Mientras tanto, es evidente que el contenido de ese pacto no responde a las necesidades y anhelos de la ciudadanía más consciente. El pacto solo sirve para conocer hasta dónde está dispuesta a llegar la derecha de este país en una situación de reforma, para cuando el PP forjado en la época de Aznar alcance sus estertores. Es un paso, desde luego. Ya está puesto blanco sobre negro lo aceptable. Y no es mucho. Es ambiguo en su potencialidad derogatoria de la ley mordaza, la Lomce, y de la reforma laboral; es tímido en su voluntad regeneradora de servicios públicos en sanidad y educación, y se inhibe en aspectos centrales, como la reforma de la ley electoral; no independiza realmente el poder judicial, ni propone una ley de partidos, ni mejora el reglamento del Congreso; no promete una ley de transparencia de las administraciones y, en fin, no aborda ni siquiera las medidas de calidad democrática del sistema político. Por supuesto que no incluye medidas reales para cambiar el sistema productivo ni la descentralización económica. Pero lo que denuncia los límites reales del pacto es que, en su contenido, haya recibido más críticas del PSOE que del PP, lo que muestra a las claras que el botín de las diputaciones no puede ser abandonado por un partido de poder. Como bien sabemos, las diputaciones gastan más en su propia estructura que en los servicios que prestan. Son instituciones obsoletas e insostenibles. Pero mantienen cuadros y clientelas.
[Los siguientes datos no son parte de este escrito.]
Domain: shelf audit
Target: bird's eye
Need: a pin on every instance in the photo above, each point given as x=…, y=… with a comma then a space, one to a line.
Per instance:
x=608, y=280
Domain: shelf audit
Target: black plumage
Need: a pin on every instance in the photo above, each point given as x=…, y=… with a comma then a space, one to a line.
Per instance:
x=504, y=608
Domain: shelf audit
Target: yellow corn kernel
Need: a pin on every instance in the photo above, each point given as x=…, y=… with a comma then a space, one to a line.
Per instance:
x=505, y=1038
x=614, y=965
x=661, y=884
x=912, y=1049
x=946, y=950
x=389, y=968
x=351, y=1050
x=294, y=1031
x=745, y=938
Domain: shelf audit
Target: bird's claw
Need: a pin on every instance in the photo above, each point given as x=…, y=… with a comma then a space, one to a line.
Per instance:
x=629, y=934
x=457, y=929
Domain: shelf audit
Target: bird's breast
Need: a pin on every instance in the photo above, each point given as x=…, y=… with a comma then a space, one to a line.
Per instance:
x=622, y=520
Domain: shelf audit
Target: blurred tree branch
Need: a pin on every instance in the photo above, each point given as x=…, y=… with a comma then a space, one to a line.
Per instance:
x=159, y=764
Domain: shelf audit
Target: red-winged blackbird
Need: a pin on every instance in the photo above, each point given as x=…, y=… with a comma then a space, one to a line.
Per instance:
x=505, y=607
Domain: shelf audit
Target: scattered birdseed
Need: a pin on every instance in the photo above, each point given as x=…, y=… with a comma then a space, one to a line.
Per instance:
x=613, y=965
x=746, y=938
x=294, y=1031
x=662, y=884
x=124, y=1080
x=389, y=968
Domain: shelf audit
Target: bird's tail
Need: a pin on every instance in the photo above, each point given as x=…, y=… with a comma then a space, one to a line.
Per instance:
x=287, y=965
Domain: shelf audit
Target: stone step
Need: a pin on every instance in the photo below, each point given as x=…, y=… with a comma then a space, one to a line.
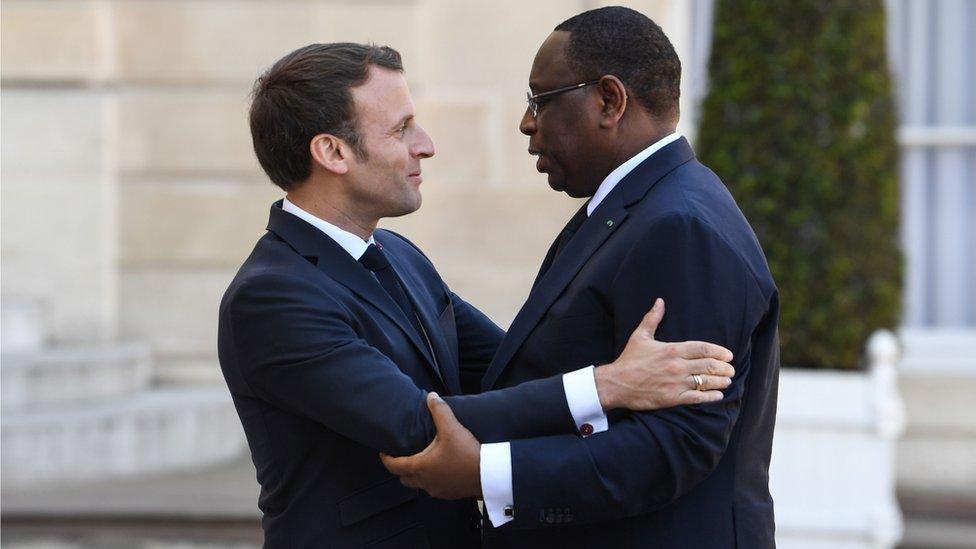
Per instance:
x=38, y=378
x=154, y=431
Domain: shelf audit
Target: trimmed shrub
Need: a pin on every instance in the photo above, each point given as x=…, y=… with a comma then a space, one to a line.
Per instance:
x=800, y=124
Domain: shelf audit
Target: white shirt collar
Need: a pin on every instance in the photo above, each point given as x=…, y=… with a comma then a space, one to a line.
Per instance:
x=622, y=170
x=351, y=243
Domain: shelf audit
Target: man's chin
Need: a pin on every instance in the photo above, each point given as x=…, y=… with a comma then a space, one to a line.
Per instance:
x=556, y=183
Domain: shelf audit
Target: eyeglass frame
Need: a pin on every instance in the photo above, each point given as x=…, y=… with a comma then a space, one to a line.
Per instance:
x=534, y=99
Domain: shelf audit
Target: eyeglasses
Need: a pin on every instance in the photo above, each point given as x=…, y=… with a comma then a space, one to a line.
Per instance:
x=534, y=99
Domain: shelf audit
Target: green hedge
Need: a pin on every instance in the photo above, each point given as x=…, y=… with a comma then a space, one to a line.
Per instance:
x=800, y=124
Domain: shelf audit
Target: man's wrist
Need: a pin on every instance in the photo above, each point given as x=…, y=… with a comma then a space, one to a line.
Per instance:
x=606, y=389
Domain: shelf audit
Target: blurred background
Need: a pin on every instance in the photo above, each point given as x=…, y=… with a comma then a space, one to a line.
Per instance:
x=130, y=195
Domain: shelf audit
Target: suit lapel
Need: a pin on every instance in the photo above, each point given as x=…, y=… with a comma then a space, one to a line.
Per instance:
x=335, y=262
x=560, y=243
x=594, y=231
x=427, y=314
x=575, y=253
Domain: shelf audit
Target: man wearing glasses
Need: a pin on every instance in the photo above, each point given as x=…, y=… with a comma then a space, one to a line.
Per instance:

La pregunta no es si Podemos ha hecho lo suficiente para que este pacto no sea todo lo que la ciudadanía se lleve a la boca, después de lo que hemos visto. La pregunta es si esta segunda fase de la partida la jugará un Podemos con más experiencia. La derecha de este país ha dejado claro hasta dónde puede llegar gobernando con el PSOE. Quizá Podemos debería dejar claro hasta dónde podría llegar en coalición con los socialistas. Nadie puede evitar que el PSOE marque el centro del sistema político español. Pero ya nadie puede discutir a Podemos ser la única izquierda operativa. Sin embargo, no gobernará solo en el medio plazo. Ahora todo depende de que haga una oferta seria de un programa de gobierno de coalición que tenga tres virtualidades: ante todo, dejar claro su perfil real para las próximas elecciones, convencer a la ciudadanía progresista de que tiene un proyecto de coalición realmente viable y, tercera, estar preparado para, si lo logra, comprobar que será la señal para que toda la presión caiga sobre la dimisión de Rajoy. Desde luego, es un riesgo, pero al menos el país conocerá dos planes reales de reforma para el futuro, dos opciones y dos alternativas. Una, de una derecha ciertamente más civilizada, y otra, de una izquierda responsable, viable y fiable.